I'm trying to insert a large number of nodes (~500,000) into a (non-embedded) neo4j database by executing cypher commands using the py2neo python module (py2neo.cypher.execute). Eventually I need to remove the dependence on py2neo, but I'm using it at the moment until I learn more about cypher and neo4j.
I have two node types A and B, and the vast majority of nodes are of type A. There are two possible relationships r1 and r2, such that A-[r1]-A and A-[r2]-B. Each node of type A will have 0 - 100 r1 relationships, and each node of type B will have 1 - 5000 r2 relationships.
At the moment I am inserting nodes by building up large CREATE statements. For example I might have a statement
CREATE (:A {uid:1, attr:5})-[:r1]-(:A {uid:2, attr:5})-[:r1]-...
where ... might be another 5000 or so nodes and relationships forming a linear chain in the graph. This works okay, but it's pretty slow. I'm also indexing these nodes using
CREATE INDEX ON :A(uid)
After I've add all the type A nodes, I add the type B nodes using CREATE statements again. Finally, I am trying to add the r2 relationships using a statement like
MATCH c:B, m:A where c.uid=1 AND (m.uid=2 OR m.uid=5 OR ...)
CREATE (m)-[:r2]->(c)
where ... could represent a few thousand OR statements. This seems really slow adding only a few relationships per second.
So, is there a better way to do this? Am I completely off track here? I looked at this question but this doesn't explain how to use cypher to efficiently load the nodes. Everything else I look at seems to use java, without showing the actual cypher queries could be used.
Don't create the index until the end (in 2.0). It will slow down node creation.
Are you using parameters in your Cypher?
I imagine you're losing a lot of cypher parsing time unless your cypher is exactly the same each time with parameters. If you can model it to be that, you'll see a marked performance increase.
You're already sending fairly hefty chunks in your cypher request, but the batch request API will let you send more than one in one REST request, which might be faster (try it!).
Finally, if this is a one time import, you might consider using the batch-import tool--it can burn through 500K nodes in a few minutes even on bad hardware... then you can upgrade the database files (I don't think it can create 2.0 files yet, but that may be coming shortly if not), and create your labels/index via Cypher.
Update: I just noticed your MATCH statement at the end.
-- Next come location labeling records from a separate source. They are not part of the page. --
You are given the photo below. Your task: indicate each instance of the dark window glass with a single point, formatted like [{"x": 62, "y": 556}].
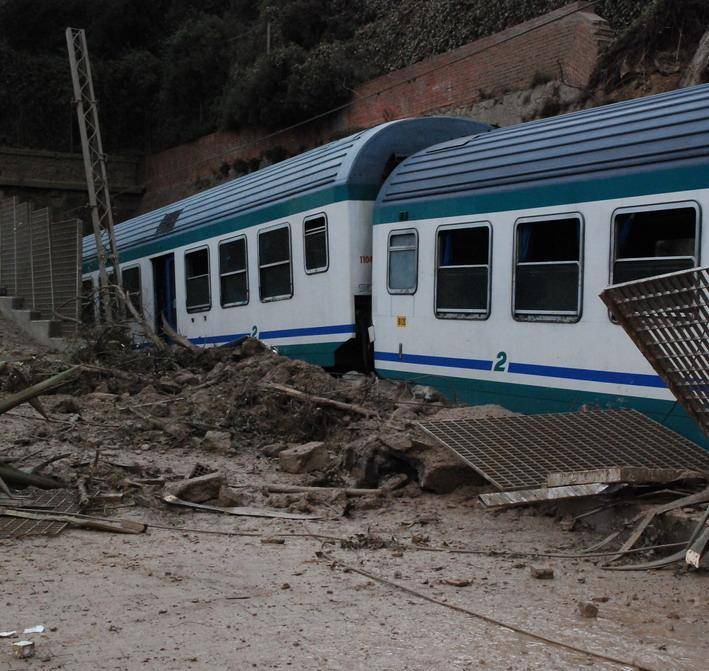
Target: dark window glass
[
  {"x": 548, "y": 269},
  {"x": 274, "y": 264},
  {"x": 315, "y": 237},
  {"x": 274, "y": 246},
  {"x": 654, "y": 243},
  {"x": 88, "y": 302},
  {"x": 197, "y": 290},
  {"x": 131, "y": 285},
  {"x": 403, "y": 261},
  {"x": 462, "y": 274},
  {"x": 233, "y": 276}
]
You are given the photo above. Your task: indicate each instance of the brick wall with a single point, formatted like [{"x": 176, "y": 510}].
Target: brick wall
[{"x": 562, "y": 45}]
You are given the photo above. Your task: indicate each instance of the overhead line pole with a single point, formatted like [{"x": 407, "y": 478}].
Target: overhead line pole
[{"x": 94, "y": 162}]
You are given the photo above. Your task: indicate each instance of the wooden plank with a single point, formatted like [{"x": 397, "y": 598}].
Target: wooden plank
[{"x": 627, "y": 474}]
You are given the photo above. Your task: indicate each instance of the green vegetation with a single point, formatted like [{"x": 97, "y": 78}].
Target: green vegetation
[{"x": 170, "y": 70}]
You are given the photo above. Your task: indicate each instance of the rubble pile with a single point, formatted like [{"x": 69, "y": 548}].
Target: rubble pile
[{"x": 352, "y": 430}]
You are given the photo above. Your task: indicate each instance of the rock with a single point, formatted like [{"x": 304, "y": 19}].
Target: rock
[
  {"x": 458, "y": 582},
  {"x": 197, "y": 490},
  {"x": 541, "y": 572},
  {"x": 67, "y": 406},
  {"x": 217, "y": 441},
  {"x": 304, "y": 458},
  {"x": 273, "y": 449},
  {"x": 698, "y": 69},
  {"x": 588, "y": 610},
  {"x": 229, "y": 498},
  {"x": 186, "y": 378}
]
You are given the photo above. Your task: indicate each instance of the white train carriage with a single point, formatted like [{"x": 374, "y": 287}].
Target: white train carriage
[
  {"x": 283, "y": 254},
  {"x": 491, "y": 251}
]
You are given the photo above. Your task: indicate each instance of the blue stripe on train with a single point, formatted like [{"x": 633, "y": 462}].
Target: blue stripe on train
[
  {"x": 449, "y": 362},
  {"x": 610, "y": 377},
  {"x": 282, "y": 333}
]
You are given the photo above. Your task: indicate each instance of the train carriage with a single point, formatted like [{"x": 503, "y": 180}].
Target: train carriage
[
  {"x": 490, "y": 253},
  {"x": 283, "y": 254}
]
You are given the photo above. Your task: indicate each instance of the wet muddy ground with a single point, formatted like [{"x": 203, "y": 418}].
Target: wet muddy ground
[{"x": 180, "y": 599}]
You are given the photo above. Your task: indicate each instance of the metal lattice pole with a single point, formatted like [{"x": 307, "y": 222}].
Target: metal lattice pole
[{"x": 94, "y": 162}]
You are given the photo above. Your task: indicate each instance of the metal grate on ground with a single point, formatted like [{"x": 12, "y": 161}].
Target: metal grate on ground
[
  {"x": 667, "y": 317},
  {"x": 519, "y": 452},
  {"x": 52, "y": 501}
]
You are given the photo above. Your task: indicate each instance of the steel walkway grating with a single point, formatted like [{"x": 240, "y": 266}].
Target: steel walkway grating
[
  {"x": 667, "y": 317},
  {"x": 53, "y": 501},
  {"x": 519, "y": 452}
]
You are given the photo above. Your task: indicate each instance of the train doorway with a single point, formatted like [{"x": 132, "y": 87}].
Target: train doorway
[{"x": 164, "y": 293}]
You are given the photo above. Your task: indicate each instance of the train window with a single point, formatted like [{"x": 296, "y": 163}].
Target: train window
[
  {"x": 274, "y": 253},
  {"x": 547, "y": 281},
  {"x": 463, "y": 272},
  {"x": 197, "y": 290},
  {"x": 233, "y": 273},
  {"x": 315, "y": 244},
  {"x": 88, "y": 302},
  {"x": 403, "y": 262},
  {"x": 649, "y": 242},
  {"x": 131, "y": 285}
]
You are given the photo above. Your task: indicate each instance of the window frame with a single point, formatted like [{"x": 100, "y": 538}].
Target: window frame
[
  {"x": 473, "y": 315},
  {"x": 673, "y": 205},
  {"x": 207, "y": 306},
  {"x": 549, "y": 316},
  {"x": 140, "y": 284},
  {"x": 326, "y": 267},
  {"x": 402, "y": 231},
  {"x": 269, "y": 229},
  {"x": 234, "y": 272}
]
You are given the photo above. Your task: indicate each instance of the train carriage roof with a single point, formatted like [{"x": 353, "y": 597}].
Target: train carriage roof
[
  {"x": 350, "y": 168},
  {"x": 656, "y": 144}
]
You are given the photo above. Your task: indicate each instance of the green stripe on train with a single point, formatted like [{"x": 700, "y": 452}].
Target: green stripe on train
[
  {"x": 560, "y": 193},
  {"x": 282, "y": 210},
  {"x": 530, "y": 399}
]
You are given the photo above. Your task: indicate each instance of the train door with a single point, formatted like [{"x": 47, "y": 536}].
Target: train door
[{"x": 165, "y": 296}]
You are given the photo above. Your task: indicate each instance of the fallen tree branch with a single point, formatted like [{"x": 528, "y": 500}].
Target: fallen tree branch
[
  {"x": 16, "y": 476},
  {"x": 40, "y": 388},
  {"x": 148, "y": 331},
  {"x": 300, "y": 489},
  {"x": 177, "y": 338},
  {"x": 318, "y": 400}
]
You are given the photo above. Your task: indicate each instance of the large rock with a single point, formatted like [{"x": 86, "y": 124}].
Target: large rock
[
  {"x": 217, "y": 441},
  {"x": 304, "y": 458},
  {"x": 197, "y": 490}
]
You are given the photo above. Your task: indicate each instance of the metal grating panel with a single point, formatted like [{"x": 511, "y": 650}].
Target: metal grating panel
[
  {"x": 667, "y": 317},
  {"x": 518, "y": 452},
  {"x": 54, "y": 501},
  {"x": 7, "y": 245},
  {"x": 65, "y": 241}
]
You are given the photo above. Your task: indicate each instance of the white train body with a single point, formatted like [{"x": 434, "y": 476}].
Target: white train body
[{"x": 478, "y": 267}]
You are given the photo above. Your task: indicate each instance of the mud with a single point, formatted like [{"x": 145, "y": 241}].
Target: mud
[{"x": 175, "y": 598}]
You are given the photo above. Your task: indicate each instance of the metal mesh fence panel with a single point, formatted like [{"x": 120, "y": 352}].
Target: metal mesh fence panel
[
  {"x": 23, "y": 254},
  {"x": 667, "y": 317},
  {"x": 65, "y": 243},
  {"x": 7, "y": 245},
  {"x": 41, "y": 263}
]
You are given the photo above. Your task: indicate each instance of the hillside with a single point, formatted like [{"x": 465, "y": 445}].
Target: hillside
[{"x": 171, "y": 70}]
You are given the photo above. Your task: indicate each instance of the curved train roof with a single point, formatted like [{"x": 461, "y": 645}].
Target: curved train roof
[
  {"x": 352, "y": 167},
  {"x": 647, "y": 145}
]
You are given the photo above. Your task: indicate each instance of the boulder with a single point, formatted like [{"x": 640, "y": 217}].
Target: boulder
[
  {"x": 229, "y": 498},
  {"x": 304, "y": 458},
  {"x": 197, "y": 490},
  {"x": 217, "y": 441}
]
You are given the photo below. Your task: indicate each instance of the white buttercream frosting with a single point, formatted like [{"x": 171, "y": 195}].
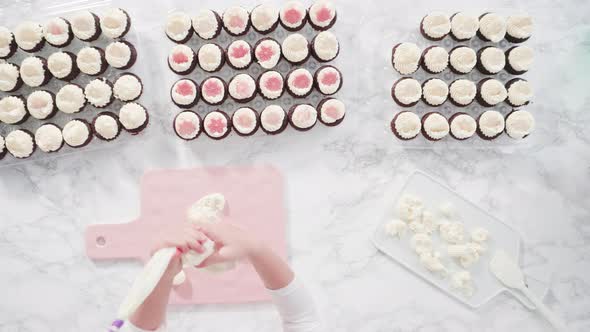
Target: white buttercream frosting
[
  {"x": 520, "y": 124},
  {"x": 492, "y": 27},
  {"x": 20, "y": 144},
  {"x": 295, "y": 48},
  {"x": 407, "y": 125},
  {"x": 70, "y": 99},
  {"x": 464, "y": 26},
  {"x": 12, "y": 110},
  {"x": 436, "y": 25},
  {"x": 463, "y": 91},
  {"x": 491, "y": 123},
  {"x": 407, "y": 91},
  {"x": 40, "y": 104},
  {"x": 463, "y": 59},
  {"x": 493, "y": 92},
  {"x": 132, "y": 116},
  {"x": 205, "y": 24},
  {"x": 406, "y": 58}
]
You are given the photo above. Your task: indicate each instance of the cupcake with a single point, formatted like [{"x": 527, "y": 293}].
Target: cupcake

You shouldn't do it this way--do one relationship at a time instead of using the OR for the ids. This will probably help a lot--and make sure you use parameters for the uids. Cypher 2.0 doesn't seem to be able to do index lookups with OR, even when you use an index hint. Maybe this will come later.
Update Dec 2013: 2.0 has the Cypher transactional endpoint, which I've seen great throughput improvements on. I've been able to send 20-30k Cypher statements/second, using "exec" sizes of 100-200 statements, and transaction sizes of 1000-10000 statements total. Very effective for speeding up loading over Cypher.